Hi,
Gimple folding for unaligned vector loads and stores.
Regtest completed across variety of systems, P6,P7,P8,P9.
[v2] Added the type for the MEM_REF, per feedback.
Testcases for gimple-folding of the same are currently in-tree
as powerpc/fold-vec-load-*.c and powerpc/fold-vec-store-*.c.
Re-tested, still looks good. :-)
Thanks
-Will
[gcc]
2018-06-12 Will Schmidt <[email protected]>
* config/rs6000/rs6000.c (rs6000_builtin_valid_without_lhs): Add
vec_xst variants to the list.
(rs6000_gimple_fold_builtin): Add support for folding unaligned
vector loads and stores.
diff --git a/gcc/config/rs6000/rs6000.c b/gcc/config/rs6000/rs6000.c
index d62abdf..374666c 100644
--- a/gcc/config/rs6000/rs6000.c
+++ b/gcc/config/rs6000/rs6000.c
@@ -15360,10 +15360,16 @@ rs6000_builtin_valid_without_lhs (enum
rs6000_builtins fn_code)
case ALTIVEC_BUILTIN_STVX_V8HI:
case ALTIVEC_BUILTIN_STVX_V4SI:
case ALTIVEC_BUILTIN_STVX_V4SF:
case ALTIVEC_BUILTIN_STVX_V2DI:
case ALTIVEC_BUILTIN_STVX_V2DF:
+ case VSX_BUILTIN_STXVW4X_V16QI:
+ case VSX_BUILTIN_STXVW4X_V8HI:
+ case VSX_BUILTIN_STXVW4X_V4SF:
+ case VSX_BUILTIN_STXVW4X_V4SI:
+ case VSX_BUILTIN_STXVD2X_V2DF:
+ case VSX_BUILTIN_STXVD2X_V2DI:
return true;
default:
return false;
}
}
@@ -15869,10 +15875,78 @@ rs6000_gimple_fold_builtin (gimple_stmt_iterator *gsi)
gimple_set_location (g, loc);
gsi_replace (gsi, g, true);
return true;
}
+ /* unaligned Vector loads. */
+ case VSX_BUILTIN_LXVW4X_V16QI:
+ case VSX_BUILTIN_LXVW4X_V8HI:
+ case VSX_BUILTIN_LXVW4X_V4SF:
+ case VSX_BUILTIN_LXVW4X_V4SI:
+ case VSX_BUILTIN_LXVD2X_V2DF:
+ case VSX_BUILTIN_LXVD2X_V2DI:
+ {
+ arg0 = gimple_call_arg (stmt, 0); // offset
+ arg1 = gimple_call_arg (stmt, 1); // address
+ lhs = gimple_call_lhs (stmt);
+ location_t loc = gimple_location (stmt);
+ /* Since arg1 may be cast to a different type, just use ptr_type_node
+ here instead of trying to enforce TBAA on pointer types. */
+ tree arg1_type = ptr_type_node;
+ tree lhs_type = TREE_TYPE (lhs);
+ /* POINTER_PLUS_EXPR wants the offset to be of type 'sizetype'. Create
+ the tree using the value from arg0. The resulting type will match
+ the type of arg1. */
+ gimple_seq stmts = NULL;
+ tree temp_offset = gimple_convert (&stmts, loc, sizetype, arg0);
+ tree temp_addr = gimple_build (&stmts, loc, POINTER_PLUS_EXPR,
+ arg1_type, arg1, temp_offset);
+ gsi_insert_seq_before (gsi, stmts, GSI_SAME_STMT);
+ /* Use the build2 helper to set up the mem_ref.
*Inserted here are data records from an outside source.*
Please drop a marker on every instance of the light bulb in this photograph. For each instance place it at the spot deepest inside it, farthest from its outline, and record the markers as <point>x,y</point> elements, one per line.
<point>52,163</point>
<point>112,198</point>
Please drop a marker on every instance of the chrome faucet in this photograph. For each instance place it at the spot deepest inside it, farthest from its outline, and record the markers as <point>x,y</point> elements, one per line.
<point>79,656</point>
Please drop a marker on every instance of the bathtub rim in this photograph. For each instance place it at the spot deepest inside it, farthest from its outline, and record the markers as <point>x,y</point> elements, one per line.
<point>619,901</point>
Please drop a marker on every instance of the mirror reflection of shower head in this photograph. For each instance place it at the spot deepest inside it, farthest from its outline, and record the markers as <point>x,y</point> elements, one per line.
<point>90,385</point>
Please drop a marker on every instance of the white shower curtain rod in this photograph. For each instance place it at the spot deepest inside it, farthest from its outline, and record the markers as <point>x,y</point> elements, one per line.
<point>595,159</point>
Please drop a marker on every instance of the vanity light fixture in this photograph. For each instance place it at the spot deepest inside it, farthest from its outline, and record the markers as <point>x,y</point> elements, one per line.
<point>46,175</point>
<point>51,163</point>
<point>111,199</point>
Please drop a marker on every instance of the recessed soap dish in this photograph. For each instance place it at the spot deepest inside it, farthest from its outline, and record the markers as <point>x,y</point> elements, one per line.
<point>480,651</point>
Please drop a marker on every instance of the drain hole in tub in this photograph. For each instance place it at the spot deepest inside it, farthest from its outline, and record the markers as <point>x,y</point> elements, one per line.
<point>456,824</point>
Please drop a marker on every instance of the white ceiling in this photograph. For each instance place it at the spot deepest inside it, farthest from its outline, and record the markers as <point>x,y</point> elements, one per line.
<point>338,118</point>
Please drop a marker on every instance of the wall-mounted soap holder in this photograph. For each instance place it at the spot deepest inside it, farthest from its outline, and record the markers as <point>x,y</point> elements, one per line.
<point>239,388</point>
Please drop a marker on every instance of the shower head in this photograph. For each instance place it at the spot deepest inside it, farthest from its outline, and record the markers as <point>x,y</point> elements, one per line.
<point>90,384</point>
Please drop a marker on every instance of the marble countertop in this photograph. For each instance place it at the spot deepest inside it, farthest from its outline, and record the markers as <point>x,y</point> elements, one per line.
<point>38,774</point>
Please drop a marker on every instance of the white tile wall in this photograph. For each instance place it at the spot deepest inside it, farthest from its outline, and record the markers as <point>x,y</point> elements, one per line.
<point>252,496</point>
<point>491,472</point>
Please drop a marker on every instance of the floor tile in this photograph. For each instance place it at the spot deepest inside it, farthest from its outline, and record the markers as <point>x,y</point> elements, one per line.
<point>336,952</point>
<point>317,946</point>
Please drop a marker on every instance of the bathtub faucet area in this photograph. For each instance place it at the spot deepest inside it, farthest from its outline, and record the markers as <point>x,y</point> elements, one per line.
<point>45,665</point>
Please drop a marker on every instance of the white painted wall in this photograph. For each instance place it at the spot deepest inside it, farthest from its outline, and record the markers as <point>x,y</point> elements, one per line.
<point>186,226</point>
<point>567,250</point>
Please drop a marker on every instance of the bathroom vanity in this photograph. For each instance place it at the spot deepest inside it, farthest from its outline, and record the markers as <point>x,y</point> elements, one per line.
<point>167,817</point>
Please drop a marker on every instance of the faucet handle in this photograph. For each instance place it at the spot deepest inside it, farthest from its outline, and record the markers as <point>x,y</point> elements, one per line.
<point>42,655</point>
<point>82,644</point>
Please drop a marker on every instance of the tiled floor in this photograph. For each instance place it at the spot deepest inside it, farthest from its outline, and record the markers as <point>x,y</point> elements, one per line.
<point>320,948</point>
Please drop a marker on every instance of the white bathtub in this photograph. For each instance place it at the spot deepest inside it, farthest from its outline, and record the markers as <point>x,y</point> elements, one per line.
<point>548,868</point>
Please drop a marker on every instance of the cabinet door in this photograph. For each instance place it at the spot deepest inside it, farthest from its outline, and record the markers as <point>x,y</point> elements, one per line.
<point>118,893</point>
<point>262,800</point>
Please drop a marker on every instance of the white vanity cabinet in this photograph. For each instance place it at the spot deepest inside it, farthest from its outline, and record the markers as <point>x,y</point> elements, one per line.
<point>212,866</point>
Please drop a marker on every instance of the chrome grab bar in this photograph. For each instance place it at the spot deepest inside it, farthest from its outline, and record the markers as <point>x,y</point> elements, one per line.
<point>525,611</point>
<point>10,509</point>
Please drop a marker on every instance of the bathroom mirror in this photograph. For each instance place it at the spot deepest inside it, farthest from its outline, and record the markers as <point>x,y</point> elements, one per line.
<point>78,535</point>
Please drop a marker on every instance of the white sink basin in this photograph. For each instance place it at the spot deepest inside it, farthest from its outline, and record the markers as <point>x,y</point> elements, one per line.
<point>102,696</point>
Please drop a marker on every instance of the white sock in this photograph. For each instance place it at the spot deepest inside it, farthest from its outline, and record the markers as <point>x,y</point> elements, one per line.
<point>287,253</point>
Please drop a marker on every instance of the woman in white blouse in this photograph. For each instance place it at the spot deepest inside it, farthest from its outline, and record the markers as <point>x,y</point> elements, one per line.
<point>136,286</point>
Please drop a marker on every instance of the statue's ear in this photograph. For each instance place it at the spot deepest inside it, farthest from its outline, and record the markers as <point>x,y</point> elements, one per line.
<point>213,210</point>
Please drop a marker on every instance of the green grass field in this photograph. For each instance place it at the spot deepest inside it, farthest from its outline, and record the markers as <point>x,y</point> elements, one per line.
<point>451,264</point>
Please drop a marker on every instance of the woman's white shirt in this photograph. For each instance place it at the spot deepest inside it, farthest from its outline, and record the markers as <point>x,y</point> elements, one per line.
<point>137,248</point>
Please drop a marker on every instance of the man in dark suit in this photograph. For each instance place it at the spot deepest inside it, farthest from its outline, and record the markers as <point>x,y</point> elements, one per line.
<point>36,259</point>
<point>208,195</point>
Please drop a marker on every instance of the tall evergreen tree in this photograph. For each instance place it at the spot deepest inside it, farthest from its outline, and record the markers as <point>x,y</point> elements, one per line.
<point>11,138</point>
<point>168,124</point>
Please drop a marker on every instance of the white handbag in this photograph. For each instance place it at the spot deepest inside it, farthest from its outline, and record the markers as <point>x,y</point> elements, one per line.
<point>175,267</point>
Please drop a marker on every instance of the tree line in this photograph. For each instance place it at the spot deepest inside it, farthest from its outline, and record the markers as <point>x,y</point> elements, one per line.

The MEM_REF could also
+ take an offset, but since we've already incorporated the offset
+ above, here we just pass in a zero. */
+ gimple *g;
+ tree align_ltype = build_aligned_type (lhs_type, TYPE_ALIGN
((lhs_type)));
+ g = gimple_build_assign (lhs, build2 (MEM_REF, align_ltype, temp_addr,
+ build_int_cst (arg1_type, 0)));
+ gimple_set_location (g, loc);
+ gsi_replace (gsi, g, true);
+ return true;
+ }
+
+ /* unaligned Vector stores. */
+ case VSX_BUILTIN_STXVW4X_V16QI:
+ case VSX_BUILTIN_STXVW4X_V8HI:
+ case VSX_BUILTIN_STXVW4X_V4SF:
+ case VSX_BUILTIN_STXVW4X_V4SI:
+ case VSX_BUILTIN_STXVD2X_V2DF:
+ case VSX_BUILTIN_STXVD2X_V2DI:
+ {
+ arg0 = gimple_call_arg (stmt, 0); /* Value to be stored. */
+ arg1 = gimple_call_arg (stmt, 1); /* Offset. */
+ tree arg2 = gimple_call_arg (stmt, 2); /* Store-to address. */
+ location_t loc = gimple_location (stmt);
+ tree arg0_type = TREE_TYPE (arg0);
+ /* Use ptr_type_node (no TBAA) for the arg2_type. */
+ tree arg2_type = ptr_type_node;
+ /* POINTER_PLUS_EXPR wants the offset to be of type 'sizetype'. Create
+ the tree using the value from arg0. The resulting type will match
+ the type of arg2. */
+ gimple_seq stmts = NULL;
+ tree temp_offset = gimple_convert (&stmts, loc, sizetype, arg1);
+ tree temp_addr = gimple_build (&stmts, loc, POINTER_PLUS_EXPR,
+ arg2_type, arg2, temp_offset);
+ /* Mask off any lower bits from the address. */
+ gsi_insert_seq_before (gsi, stmts, GSI_SAME_STMT);
+ gimple *g;
+ g = gimple_build_assign (build2 (MEM_REF, arg0_type, temp_addr,
+ build_int_cst (arg2_type, 0)), arg0);
+ gimple_set_location (g, loc);
+ gsi_replace (gsi, g, true);
+ return true;
+ }
+
/* Vector Fused multiply-add (fma). */
case ALTIVEC_BUILTIN_VMADDFP:
case VSX_BUILTIN_XVMADDDP:
case ALTIVEC_BUILTIN_VMLADDUHM:
{